Can I tell you, how that song came about? We were singing. a song that Deronda sang - 'I give you my life' which is a cracking ballad. Cracking song. George and Quintin joined the Tribe and we don’t have a ballad recorded so George and Quintin are required to sing Deronda's song and replace the diva with us.
It doesn’t work. So we had to write a ballad, so we sat with the guitar and that’s what happened.
Well it’s a great song, I just looked at the CD player and thought, hold on, where did this come from?
Tim: You thought have I got the right CD on.
Could this be a kind of future direction?
Definitely not!
It’s just a ballad! alright!!!
Quintin: We need that song for the end of show, evangelistic stuff, and what’s nice about it is, it’s in our range.
George: I think also it’s a good thing cause obviously its gonna touch a lot of people, do you know what I mean. Those kind of songs that are there, they always work I think. Young people love them. We’ve got a song, I think its gonna speak volumes.
Lindz: If there’s a Westlife moment, there’s a Eninem moment, there’s an Artful Dodger moment. There’s a bit of garage moment.
So how do you guys keep yourselves going Spiritually? When it must be quite a tough routine sometimes with all the travel. How do you make sure you are not just talking a good talk but you’re in touch with God?
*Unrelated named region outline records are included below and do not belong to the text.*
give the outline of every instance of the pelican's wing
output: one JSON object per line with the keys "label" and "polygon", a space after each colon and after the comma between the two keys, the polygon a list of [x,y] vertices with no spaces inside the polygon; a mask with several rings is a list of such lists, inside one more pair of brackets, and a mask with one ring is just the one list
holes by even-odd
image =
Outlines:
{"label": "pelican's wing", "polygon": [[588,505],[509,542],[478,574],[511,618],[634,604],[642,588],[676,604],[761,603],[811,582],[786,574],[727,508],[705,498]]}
Lindz: It’s kinda like, like that brick wall scenario, you’re a brick in the middle of the wall and you stick people around you that are pillars of strength, to coin a phase. They’re there supporting you and you can sound off to them, so for me like George and Quin were talking about their parents and guys in the church and stuff, I would say like a good group of friends you are spiritually accountable to. Like on Tuesday mornings, this morning I did an hour prayer session with two guys from Eden who don’t really, have any influence in the Tribe kind of thing but they know exactly what’s going on and they know that I can talk with them and sound off and we pray about things and I pray for them, its just making sure that we put people around us that we know we can bounce off them and stuff. Also, you know, its so difficult I don’t think I’ve been to church in like five weeks which is tough, its really hard because sometimes you do feel like you’re giving from an empty bucket, so you have to find other resources like home church, church in the home or men’s groups or whatever it is you have to pro-actively go out and find them and I think that’s tough. Its difficult, its difficult for someone who’s just a Christian anyway, let alone doing our kind of schedule so its taken a bit of time but since I’ve been in the tribe about 18 months I’ve slowly built up this group around us and it seems to hold me steady, sometimes you know you can be up and down, complete nightmare but, you have to work it out.